Sure, they all live harmoniously together. "We play together in the local team, and we can be immune to the political issues that surround our respective countries and its games," says Sunil Arora. Yet, if England were playing Pakistan, the British Indians would support England.
But it is when India meets Pakistan that the unity will face its biggest test. Zebunnisa Hamid, a Pakistani student, and her Indian friends are getting together to watch the match at an English friend's house. "This match, regardless of the result, will be the most fun to watch, because we have not been able to see our two teams on the same pitch for such a long time," she says.
Adds Arora: "The passion with which these countries play is what cricket is about. They have the pressure of one billion people beating down upon them. No one in India will say 'At least you tried,' like they would say to English cricket players here. In India, they say 'You only tried'." The Indian cricket team not only has pressure from one billion Indians but also from the strong pravasi bharatiya community here too.

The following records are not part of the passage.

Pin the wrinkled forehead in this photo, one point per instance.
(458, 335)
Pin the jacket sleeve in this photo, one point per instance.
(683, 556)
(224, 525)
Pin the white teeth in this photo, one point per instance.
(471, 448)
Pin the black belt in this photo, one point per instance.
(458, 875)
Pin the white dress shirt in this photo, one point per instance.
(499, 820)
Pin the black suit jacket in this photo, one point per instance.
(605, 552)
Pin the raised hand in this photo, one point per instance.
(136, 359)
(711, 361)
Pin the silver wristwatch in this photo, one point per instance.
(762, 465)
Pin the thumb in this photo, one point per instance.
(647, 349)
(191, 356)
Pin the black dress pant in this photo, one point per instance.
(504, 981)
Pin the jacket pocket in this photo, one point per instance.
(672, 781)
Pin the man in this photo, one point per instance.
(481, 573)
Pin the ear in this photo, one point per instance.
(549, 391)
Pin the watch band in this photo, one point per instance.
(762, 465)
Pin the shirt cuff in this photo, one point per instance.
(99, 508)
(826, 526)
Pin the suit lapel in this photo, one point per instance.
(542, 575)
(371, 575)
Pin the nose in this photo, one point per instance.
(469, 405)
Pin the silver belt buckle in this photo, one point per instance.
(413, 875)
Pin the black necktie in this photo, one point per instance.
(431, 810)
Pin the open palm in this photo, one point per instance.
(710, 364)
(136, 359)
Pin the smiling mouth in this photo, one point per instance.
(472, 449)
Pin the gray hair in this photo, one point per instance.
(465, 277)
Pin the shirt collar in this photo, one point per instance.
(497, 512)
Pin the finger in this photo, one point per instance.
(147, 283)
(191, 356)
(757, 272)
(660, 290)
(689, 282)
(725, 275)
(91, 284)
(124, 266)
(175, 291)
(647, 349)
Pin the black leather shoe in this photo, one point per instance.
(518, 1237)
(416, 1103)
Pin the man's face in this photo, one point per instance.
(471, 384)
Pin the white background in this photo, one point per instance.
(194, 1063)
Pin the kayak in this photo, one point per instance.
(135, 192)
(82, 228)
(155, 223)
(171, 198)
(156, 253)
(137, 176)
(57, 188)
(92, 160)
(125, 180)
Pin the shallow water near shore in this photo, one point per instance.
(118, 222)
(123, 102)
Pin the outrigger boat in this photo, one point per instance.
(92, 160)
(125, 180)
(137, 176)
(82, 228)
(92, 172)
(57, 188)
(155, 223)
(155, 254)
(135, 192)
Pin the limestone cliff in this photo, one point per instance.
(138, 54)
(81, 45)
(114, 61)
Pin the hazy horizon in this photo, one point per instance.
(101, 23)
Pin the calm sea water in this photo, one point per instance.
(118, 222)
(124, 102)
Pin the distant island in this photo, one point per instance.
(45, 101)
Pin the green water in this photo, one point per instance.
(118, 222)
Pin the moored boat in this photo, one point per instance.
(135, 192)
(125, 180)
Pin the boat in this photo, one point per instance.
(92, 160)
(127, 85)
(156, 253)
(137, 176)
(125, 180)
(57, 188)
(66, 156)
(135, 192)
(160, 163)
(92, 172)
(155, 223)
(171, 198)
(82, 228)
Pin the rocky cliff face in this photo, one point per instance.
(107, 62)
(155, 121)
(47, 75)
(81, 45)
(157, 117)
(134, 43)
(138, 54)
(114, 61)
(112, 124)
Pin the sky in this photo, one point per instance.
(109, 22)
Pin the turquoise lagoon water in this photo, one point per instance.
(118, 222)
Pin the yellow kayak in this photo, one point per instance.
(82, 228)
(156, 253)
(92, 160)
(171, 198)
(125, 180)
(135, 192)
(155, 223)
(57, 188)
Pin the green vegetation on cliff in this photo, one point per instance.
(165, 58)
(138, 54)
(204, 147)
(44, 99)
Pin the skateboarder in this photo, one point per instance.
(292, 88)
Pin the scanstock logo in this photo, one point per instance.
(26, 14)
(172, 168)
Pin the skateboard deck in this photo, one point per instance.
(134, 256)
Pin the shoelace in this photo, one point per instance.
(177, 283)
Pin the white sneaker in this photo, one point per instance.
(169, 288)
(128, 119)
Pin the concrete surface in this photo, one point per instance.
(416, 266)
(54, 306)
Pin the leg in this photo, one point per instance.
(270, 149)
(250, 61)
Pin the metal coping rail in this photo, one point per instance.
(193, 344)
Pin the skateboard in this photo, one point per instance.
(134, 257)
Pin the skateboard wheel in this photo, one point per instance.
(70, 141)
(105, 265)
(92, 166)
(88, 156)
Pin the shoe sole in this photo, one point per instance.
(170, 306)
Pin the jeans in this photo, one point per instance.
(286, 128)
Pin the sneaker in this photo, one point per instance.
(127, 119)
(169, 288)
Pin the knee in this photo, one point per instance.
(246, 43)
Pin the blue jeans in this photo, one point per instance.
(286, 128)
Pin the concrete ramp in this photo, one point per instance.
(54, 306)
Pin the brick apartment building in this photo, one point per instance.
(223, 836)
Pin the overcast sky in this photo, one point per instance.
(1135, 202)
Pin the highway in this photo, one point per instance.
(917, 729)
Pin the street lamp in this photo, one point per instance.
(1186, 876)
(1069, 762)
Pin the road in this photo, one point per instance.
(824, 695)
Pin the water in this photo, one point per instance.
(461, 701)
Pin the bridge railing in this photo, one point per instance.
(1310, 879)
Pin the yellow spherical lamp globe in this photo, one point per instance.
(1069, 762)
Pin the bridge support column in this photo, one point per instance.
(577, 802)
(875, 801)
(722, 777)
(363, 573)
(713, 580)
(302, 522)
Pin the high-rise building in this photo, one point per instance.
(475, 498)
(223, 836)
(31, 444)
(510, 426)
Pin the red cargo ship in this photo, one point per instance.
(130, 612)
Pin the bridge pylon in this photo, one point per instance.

After a disastrous tour in New Zealand, the jury is still out here on whether India stands a chance in South Africa.
Without Shane Warne now in the Australian side, will things be better for India on Saturday? "Not much," says Subhash Kamath, a 49-year-old chartered accountant. "The Australian team is strong even without Warne and I think it will win the Cup".
But the hope to see India lift the World Cup after 20 years is stronger than the strength of the Australian side for Arora: "In my heart, India has to win the World Cup. They have the best team. They should muster the best attitude and win." Amen.